Specific Aims and Study Design
The study’s long-term objective is to harness the disease-modifying potential of neuroimmune signaling to treat neuropathic pain. The central hypothesis is that B cell-IgG signaling around the lumbar spinal cord and dorsal root ganglia (DRG) initiates and maintains neuropathic pain resulting from nerve trauma. They predict that such signaling can be locally silenced without impairing systemic adaptive immune responses.

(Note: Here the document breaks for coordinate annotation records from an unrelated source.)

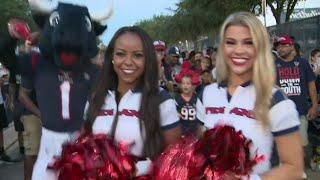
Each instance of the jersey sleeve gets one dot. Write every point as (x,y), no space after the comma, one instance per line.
(284,118)
(169,117)
(200,107)
(26,70)
(200,111)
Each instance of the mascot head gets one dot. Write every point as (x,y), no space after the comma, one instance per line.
(69,29)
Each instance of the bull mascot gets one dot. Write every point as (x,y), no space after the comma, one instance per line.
(8,60)
(62,74)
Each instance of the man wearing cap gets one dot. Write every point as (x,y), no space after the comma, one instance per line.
(171,66)
(160,48)
(296,79)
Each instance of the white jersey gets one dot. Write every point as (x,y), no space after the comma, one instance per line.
(220,108)
(128,127)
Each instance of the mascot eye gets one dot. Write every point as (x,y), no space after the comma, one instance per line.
(54,19)
(88,23)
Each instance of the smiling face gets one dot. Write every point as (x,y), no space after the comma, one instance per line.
(239,51)
(129,60)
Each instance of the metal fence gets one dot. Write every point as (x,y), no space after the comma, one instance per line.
(305,31)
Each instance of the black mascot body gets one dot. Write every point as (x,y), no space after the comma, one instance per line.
(62,74)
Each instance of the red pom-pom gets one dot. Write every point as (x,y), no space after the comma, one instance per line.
(220,152)
(95,157)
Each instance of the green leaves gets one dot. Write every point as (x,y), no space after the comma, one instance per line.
(195,18)
(14,9)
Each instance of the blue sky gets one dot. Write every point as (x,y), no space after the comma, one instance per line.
(129,12)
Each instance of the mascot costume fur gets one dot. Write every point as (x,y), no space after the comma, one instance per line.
(62,73)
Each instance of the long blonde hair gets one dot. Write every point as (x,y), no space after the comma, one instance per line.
(263,69)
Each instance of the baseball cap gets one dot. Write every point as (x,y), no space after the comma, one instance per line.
(174,51)
(159,45)
(286,40)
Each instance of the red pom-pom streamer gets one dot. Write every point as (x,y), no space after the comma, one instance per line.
(220,152)
(95,157)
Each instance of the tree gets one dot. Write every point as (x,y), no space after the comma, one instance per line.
(15,9)
(278,7)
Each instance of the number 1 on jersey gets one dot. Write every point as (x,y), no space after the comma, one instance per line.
(65,100)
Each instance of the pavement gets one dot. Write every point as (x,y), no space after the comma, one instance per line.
(14,171)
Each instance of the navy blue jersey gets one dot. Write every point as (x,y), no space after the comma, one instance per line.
(61,95)
(188,113)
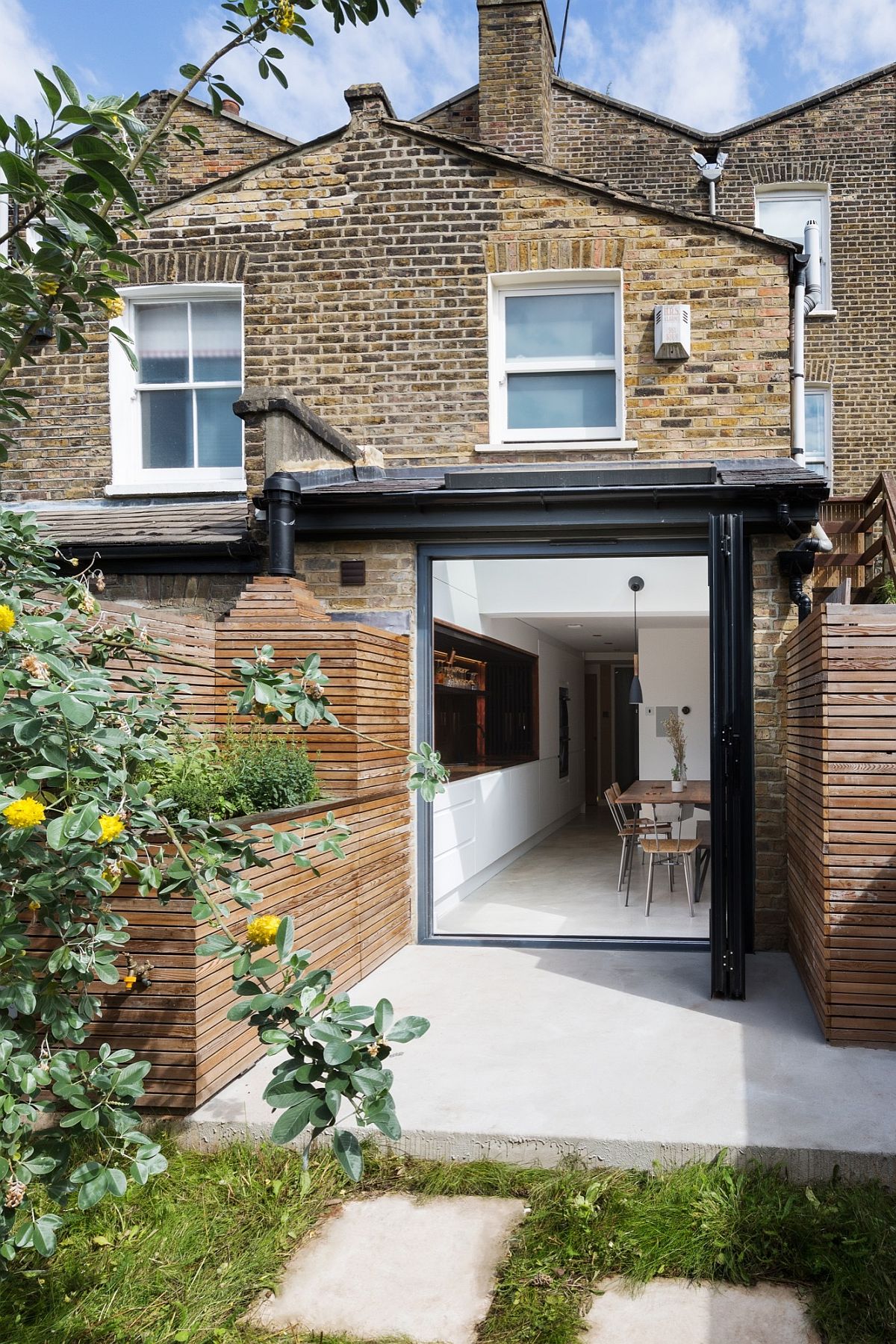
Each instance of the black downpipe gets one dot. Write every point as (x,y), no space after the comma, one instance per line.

The rationale for testing this hypothesis is that the researchers will identify completely new, safe, and pragmatic approaches to preventing and treating neuropathic pain after service members sustain traumatic nerve injuries in the theater of war. To accomplish the overall objective of this application, this qualified and multidisciplinary team will test the central hypothesis across the following specific aims:
Aim 1
Determine whether local depletion of B cells prevents and treats neuropathic pain. They will test the pronociceptive role of B cells residing around the lumbar spinal cord and DRG in mice and in non-human primates. Mice will receive a single intrathecal injection of an anti-CD20 mAb at the time of CCI (prevention) or on day 14 post injury (treatment). A comprehensive battery of tests will be used to assess evoked and ongoing/spontaneous pain behaviors. CCI will also be performed in rhesus macaques, and a single anti-CD20 mAb intrathecally administered at day 0 or 14 post CCI. Hypersensitivity to evoked stimuli and homecage behavior will be quantified (measuring ongoing pain and function). The effects of anti-CD20 mAb treatment on immune cell recruitment to the DRG and spinal cord meninges of both species will be quantified via flow cytometry and immunohistochemistry. All experiments will employ sham and IgG isotype controls.
Aim 2
Reveal how locally reducing IgG half-life alleviates neuropathic pain. IgG half-life is extended by recycling through neonatal Fc receptors (FcRn). Consequently, FcRn blockade has proven effective for the treatment of IgG-mediated disorders without leading to general immunosuppression. The team will test whether biologic or genetic disruption of FcRn prevents and treats neuropathic pain. Mice will receive repeated intrathecal injections of the FcRn blocker efgartigimod beginning at the time of CCI (prevention) or on day 14 post-injury (treatment). As an orthogonal approach, genetically mutated mice deficient in FcRn will also undergo CCI. Evoked and ongoing/spontaneous pain behaviors will be assessed. IgG deposition in the spinal cord and DRG will be quantified by immunohistochemistry. All experiments will employ sham, isotype, and/or wild-type controls.
Aim 3
Establish whether systemic antigen-specific B cell responses are retained with intrathecal anti-CD20 or FcRn blocking antibody treatments. To test whether intrathecal safely leaves systemic adaptive immune responses intact, mice will receive a single intrathecal dose of anti-CD20 or FcRn blocking antibodies (or isotype controls), followed by vaccination and boosts with tetanus toxoid. Serum IgM and IgG antibody titers will be quantified over time. Successful completion of this project will have major short- and long-term impact through application of completely new and safe immunotherapies to prevent and treat neuropathic pain. As these treatments (e.g., rituximab, ocrelizumab, efgartigimod) are already FDA-approved for other diseases, they could be rapidly repurposed.
Outcome
This research is conceptually innovative, because it will shift the paradigm of neuroimmune regulation of peripheral nerve injury by identifying a local B cell-IgG axis as a therapeutic target to prevent and treat neuropathic pain. Future studies will investigate other strategies to target B cell inhibitors in the central nervous system and to selectively degrade pathogenic autoantibodies.